Certains biens indivis, en raison de leur complexité ou de leur nature particulière, requièrent l’intervention du juge pour que leur partage soit réalisé dans des conditions adéquates. Tel est le cas des biens immobiliers complexes ou indivisibles, lorsque les indivisaires ne parviennent pas à s’accorder sur leur valeur ou leur division matérielle. Dans de telles situations, la juridiction saisie peut ordonner une expertise ou, en dernier ressort, une vente judiciaire sous forme de licitation. De même, les biens grevés de droits spécifiques, tels que les sûretés réelles ou les mesures conservatoires, requièrent souvent une intervention judiciaire afin de lever les incertitudes juridiques et de permettre une répartition équitable.

La procédure de partage judiciaire se distingue par sa rigueur et son formalisme. Elle comprend des étapes bien définies, à commencer par la saisine du tribunal. Sous la direction d’un notaire désigné, un état liquidatif est établi, décrivant en détail la répartition projetée des biens. Cet état est ensuite soumis à l’homologation judiciaire, qui en garantit la conformité et la légalité. Enfin, dans les cas où la répartition ne peut être déterminée par un accord entre les parties, le tirage au sort des lots assure une allocation impartiale des biens. Bien que cette procédure puisse sembler contraignante, elle demeure essentielle pour préserver l’équité, notamment lorsque les relations entre les indivisaires sont conflictuelles ou que la nature des biens le requiert.

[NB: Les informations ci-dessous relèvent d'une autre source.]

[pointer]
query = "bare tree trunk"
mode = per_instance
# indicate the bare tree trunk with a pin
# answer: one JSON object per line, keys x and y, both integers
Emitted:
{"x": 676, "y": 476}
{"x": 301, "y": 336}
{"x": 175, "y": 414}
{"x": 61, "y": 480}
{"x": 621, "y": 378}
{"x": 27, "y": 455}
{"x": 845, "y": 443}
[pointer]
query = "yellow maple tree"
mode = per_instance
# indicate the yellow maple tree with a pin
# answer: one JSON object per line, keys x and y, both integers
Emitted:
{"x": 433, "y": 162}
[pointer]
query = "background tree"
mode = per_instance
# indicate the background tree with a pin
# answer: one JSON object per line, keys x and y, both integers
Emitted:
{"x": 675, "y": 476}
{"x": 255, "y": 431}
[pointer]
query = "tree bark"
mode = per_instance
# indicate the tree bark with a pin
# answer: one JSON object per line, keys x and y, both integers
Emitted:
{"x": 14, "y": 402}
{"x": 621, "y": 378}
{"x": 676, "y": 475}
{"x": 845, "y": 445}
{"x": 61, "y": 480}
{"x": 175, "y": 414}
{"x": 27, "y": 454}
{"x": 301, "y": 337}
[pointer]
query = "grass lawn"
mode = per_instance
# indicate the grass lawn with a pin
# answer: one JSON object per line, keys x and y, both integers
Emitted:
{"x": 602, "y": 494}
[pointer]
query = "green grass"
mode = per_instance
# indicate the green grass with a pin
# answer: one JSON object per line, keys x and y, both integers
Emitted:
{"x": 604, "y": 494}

Malgré son importance dans les situations les plus complexes, le partage judiciaire reste une solution ultime et résiduelle. Le législateur, soucieux de promouvoir des solutions consensuelles, encourage une transition vers le partage amiable, même lorsqu’une procédure judiciaire est en cours. L’article 842 du Code civil permet ainsi aux parties, à tout moment, d’abandonner les voies judiciaires pour conclure un partage amiable, sous réserve d’un accord unanime. Cette disposition illustre la volonté de privilégier, autant que possible, une résolution autonome et harmonieuse des différends entre indivisaires.